Este artigo procura demonstrar a importância da cooperação e das convenções processuais em um cenário excepcional no expediente forense nacional.

    1. CONVENÇÕES PROCESSUAIS: ECONOMIA E COOPERAÇÃO

É sabido que a matéria referente às convenções processuais não surgiu com o CPC/2015, uma vez que o próprio CPC/73 já previa hipóteses nas quais o procedimento poderia ser alterado mediante a vontade das partes[1].

Mas deve-se destacar que o atual código processual inovou ao dar força ao princípio da autonomia da vontade das partes, privilegiando-se a autocomposição, bem como direcionando à realização de acordos processuais, estes que podem ter por objeto o próprio procedimento a ser seguido pelas partes e pelo magistrado. Destacam-se, nesse sentido, os arts. 190[2] e 200[3] do citado texto legal.

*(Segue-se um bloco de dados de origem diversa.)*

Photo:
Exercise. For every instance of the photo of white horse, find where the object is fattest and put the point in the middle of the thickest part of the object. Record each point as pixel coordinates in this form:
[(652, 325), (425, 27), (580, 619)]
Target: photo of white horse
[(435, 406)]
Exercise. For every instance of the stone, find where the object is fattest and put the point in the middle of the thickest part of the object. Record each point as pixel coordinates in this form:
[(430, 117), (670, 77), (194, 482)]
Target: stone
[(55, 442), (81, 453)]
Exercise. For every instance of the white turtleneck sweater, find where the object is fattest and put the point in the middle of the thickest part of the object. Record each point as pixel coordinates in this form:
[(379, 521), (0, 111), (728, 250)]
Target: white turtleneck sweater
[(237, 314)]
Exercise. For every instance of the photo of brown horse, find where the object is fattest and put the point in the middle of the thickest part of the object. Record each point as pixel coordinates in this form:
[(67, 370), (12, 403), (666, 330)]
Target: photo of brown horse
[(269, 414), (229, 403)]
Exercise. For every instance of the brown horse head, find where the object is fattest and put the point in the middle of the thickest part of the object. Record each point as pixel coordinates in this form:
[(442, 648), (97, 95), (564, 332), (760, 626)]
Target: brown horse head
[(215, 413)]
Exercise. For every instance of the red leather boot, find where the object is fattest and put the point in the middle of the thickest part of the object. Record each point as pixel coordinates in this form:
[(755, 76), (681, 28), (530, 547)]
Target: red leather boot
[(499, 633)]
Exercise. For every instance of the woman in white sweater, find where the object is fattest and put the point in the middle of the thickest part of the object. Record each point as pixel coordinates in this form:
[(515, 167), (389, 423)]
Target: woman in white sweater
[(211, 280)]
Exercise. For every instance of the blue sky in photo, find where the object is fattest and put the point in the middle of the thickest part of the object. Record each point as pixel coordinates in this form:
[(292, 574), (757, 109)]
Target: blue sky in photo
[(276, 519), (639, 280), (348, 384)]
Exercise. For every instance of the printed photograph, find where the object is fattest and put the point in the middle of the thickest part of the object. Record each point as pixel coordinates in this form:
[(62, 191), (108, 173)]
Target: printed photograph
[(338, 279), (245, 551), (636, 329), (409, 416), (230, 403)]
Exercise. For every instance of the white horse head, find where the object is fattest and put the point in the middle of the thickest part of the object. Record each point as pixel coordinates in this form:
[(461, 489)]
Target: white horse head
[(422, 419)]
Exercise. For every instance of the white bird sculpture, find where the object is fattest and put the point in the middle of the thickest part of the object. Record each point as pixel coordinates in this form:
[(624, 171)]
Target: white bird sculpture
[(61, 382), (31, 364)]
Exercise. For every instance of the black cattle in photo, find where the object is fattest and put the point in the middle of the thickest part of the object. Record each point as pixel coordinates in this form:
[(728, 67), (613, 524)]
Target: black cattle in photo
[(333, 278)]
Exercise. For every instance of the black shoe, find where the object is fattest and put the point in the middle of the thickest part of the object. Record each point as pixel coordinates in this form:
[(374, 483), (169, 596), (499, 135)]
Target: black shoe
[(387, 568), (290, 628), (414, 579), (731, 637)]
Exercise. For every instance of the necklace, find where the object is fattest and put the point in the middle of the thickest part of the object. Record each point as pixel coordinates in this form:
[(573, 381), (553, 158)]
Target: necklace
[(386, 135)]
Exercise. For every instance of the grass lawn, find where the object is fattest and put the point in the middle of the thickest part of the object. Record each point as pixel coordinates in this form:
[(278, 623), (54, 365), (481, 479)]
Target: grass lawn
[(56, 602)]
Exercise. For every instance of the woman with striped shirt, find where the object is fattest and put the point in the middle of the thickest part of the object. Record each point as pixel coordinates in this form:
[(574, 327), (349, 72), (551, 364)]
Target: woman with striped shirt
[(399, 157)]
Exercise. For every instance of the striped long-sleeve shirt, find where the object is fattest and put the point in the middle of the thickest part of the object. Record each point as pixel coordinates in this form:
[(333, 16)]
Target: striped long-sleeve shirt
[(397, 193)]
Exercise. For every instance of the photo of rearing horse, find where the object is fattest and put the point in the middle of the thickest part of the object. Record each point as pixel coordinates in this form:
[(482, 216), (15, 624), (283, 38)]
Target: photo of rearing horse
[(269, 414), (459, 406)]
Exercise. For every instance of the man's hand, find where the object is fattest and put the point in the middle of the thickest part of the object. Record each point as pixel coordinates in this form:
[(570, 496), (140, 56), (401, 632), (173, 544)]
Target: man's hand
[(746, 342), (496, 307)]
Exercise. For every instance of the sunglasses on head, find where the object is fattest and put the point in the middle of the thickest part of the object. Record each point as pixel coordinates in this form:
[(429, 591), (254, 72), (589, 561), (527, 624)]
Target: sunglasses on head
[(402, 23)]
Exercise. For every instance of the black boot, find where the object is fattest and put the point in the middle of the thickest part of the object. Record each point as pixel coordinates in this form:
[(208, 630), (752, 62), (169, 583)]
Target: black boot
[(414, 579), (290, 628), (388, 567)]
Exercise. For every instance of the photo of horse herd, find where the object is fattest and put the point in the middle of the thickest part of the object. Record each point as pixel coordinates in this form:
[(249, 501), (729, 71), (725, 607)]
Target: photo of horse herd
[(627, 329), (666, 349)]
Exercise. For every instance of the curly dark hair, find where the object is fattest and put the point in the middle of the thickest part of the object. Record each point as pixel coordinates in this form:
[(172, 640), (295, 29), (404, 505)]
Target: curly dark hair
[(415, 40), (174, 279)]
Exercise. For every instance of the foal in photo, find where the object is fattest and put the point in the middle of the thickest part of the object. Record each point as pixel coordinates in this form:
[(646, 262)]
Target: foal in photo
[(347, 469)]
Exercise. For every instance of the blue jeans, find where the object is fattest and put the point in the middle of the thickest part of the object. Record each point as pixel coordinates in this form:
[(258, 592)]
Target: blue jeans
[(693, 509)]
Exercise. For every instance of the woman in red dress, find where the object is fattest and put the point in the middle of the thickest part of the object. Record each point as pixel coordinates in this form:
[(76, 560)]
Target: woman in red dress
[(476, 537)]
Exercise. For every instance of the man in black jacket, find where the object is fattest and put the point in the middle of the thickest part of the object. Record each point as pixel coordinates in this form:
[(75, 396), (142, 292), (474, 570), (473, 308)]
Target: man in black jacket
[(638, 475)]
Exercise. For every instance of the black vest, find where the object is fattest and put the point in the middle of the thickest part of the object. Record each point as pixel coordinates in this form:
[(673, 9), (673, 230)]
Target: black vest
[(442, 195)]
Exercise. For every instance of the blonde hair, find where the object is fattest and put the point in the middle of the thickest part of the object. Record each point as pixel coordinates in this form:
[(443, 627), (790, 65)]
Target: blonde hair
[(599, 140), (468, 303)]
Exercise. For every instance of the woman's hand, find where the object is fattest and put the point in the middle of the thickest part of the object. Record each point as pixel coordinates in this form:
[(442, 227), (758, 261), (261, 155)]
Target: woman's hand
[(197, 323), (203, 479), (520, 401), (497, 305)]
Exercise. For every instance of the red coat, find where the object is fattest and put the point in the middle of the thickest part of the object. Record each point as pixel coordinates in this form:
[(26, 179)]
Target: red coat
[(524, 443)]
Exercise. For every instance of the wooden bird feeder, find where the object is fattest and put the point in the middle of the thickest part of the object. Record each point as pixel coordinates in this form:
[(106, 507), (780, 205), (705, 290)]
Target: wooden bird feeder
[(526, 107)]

ANTONIO DO PASSO CABRAL, de forma objetiva, muito bem conceitua as convenções processuais:

Convenção (ou acordo) processual é o negócio jurídico plurilateral, pelo qual as partes, antes ou durante o processo e sem a necessidade da intermediação de nenhum outro sujeito, determinam a criação, modificação e extinção de situações jurídicas processuais, ou alteram o procedimento.[4]

O uso do mencionado instrumento deve ser valorizado e estimulado pois tende a dar maior agilidade e efetividade à prestação jurisdicional, uma vez que flexibilizado o procedimento em razão das especificidades do caso concreto, tem-se, via de regra, maior dinamismo na tramitação e redução de custos.

Veja-se que a economia não só se restringe ao tempo de entrega da tutela pretendida pelas partes. Abarcam-se, também, as despesas e as custas processuais.

Outrossim, a utilização dos acordos processuais confere, sobretudo, maior segurança jurídica. Nesse sentido, ANTONIO DO PASSO CABRAL afirma que “os acordos processuais emprestam segurança e previsibilidade ao tráfego jurídico porque incrementam a certeza da aplicação e regras processuais (se as regras legais tivessem de ser aplicadas e interpretadas, o resultado seria incerto)[5]”.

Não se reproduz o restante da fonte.